Pour Inditex, il est important de connaître son inventaire à fond. Son fonctionnement logistique exige que la majeure partie de ses produits soit expédiée des centres de fabrication vers les centres de distribution en Espagne. Ensuite, en fonction des demandes des directeurs de magasins répartis dans le monde entier, l’entreprise envoie des vêtements deux fois par semaine à chaque magasin. Cela permet de réduire les stocks, qui peuvent devenir une charge énorme pour les détaillants si les marchandises ne sont pas vendues, que ce soit en raison d’une météo imprévue, d’une collection ratée ou d’un virus mondial.
Bilan
Lorsque le stock du magasin est resté inactif pendant la fermeture, Inditex a fait appel à des travailleurs bénévoles pour aller chercher les vêtements, aidée en cela par le fait qu’elle n’avait pas mis ses employés à pied en Espagne. Il était essentiel de mettre la main sur les vêtements supplémentaires, car dès le mois de mars, Inditex avait multiplié les remises sur le web, une démarche rare pour une entreprise qui met l’accent sur le fait que les opérations en ligne et hors ligne sont toujours synchronisées.
Pendant la pandémie, le commerce en ligne a eu l’occasion de briller car dans la plupart des grands pays où Inditex opère en Europe, le commerce électronique a pu continuer à fonctionner même si la brique et le mortier ont été temporairement fermés.
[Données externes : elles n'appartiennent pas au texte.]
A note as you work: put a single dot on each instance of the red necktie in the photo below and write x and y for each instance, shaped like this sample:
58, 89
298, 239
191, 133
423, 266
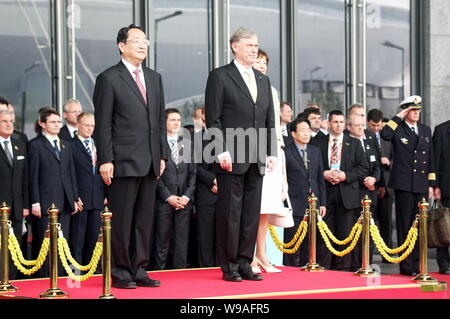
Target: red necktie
334, 152
139, 84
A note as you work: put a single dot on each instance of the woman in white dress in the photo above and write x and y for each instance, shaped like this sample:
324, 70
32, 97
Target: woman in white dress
274, 189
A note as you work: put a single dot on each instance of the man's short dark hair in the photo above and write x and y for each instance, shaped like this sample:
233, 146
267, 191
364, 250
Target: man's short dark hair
375, 115
3, 100
172, 110
311, 110
335, 113
283, 103
43, 116
122, 35
293, 125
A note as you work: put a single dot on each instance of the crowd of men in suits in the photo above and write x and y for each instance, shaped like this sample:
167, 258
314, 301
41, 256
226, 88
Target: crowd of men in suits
135, 164
59, 166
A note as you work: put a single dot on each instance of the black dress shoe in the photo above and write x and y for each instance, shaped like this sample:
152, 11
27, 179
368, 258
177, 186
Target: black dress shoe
250, 275
124, 284
232, 276
148, 282
409, 274
445, 271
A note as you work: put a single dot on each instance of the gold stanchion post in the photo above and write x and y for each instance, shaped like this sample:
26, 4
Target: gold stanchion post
312, 265
424, 277
106, 262
365, 270
5, 285
54, 292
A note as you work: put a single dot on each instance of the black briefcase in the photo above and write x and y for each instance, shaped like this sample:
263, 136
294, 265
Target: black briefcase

Cela s’est produit en Espagne, le plus grand marché d’Inditex, où le gouvernement a décrété un verrouillage national le 14 mars, entraînant une chute record des ventes au détail de 14 % ce mois-là.
Néanmoins, la société reste en bonne santé, grâce à son bilan solide, avec 8 milliards d’euros (9,04 milliards de dollars) de liquidités, au commerce en ligne intégré et au faible niveau des stocks par rapport à ses concurrents, selon M. Chamberlain.
« Inditex a un bilan relativement forteresse », a-t-il déclaré. « Le fait d’avoir un bilan très solide leur donne une grande capacité à résister à la tempête et à continuer à investir à long terme et à s’occuper très bien de leur personnel et de leurs fournisseurs ».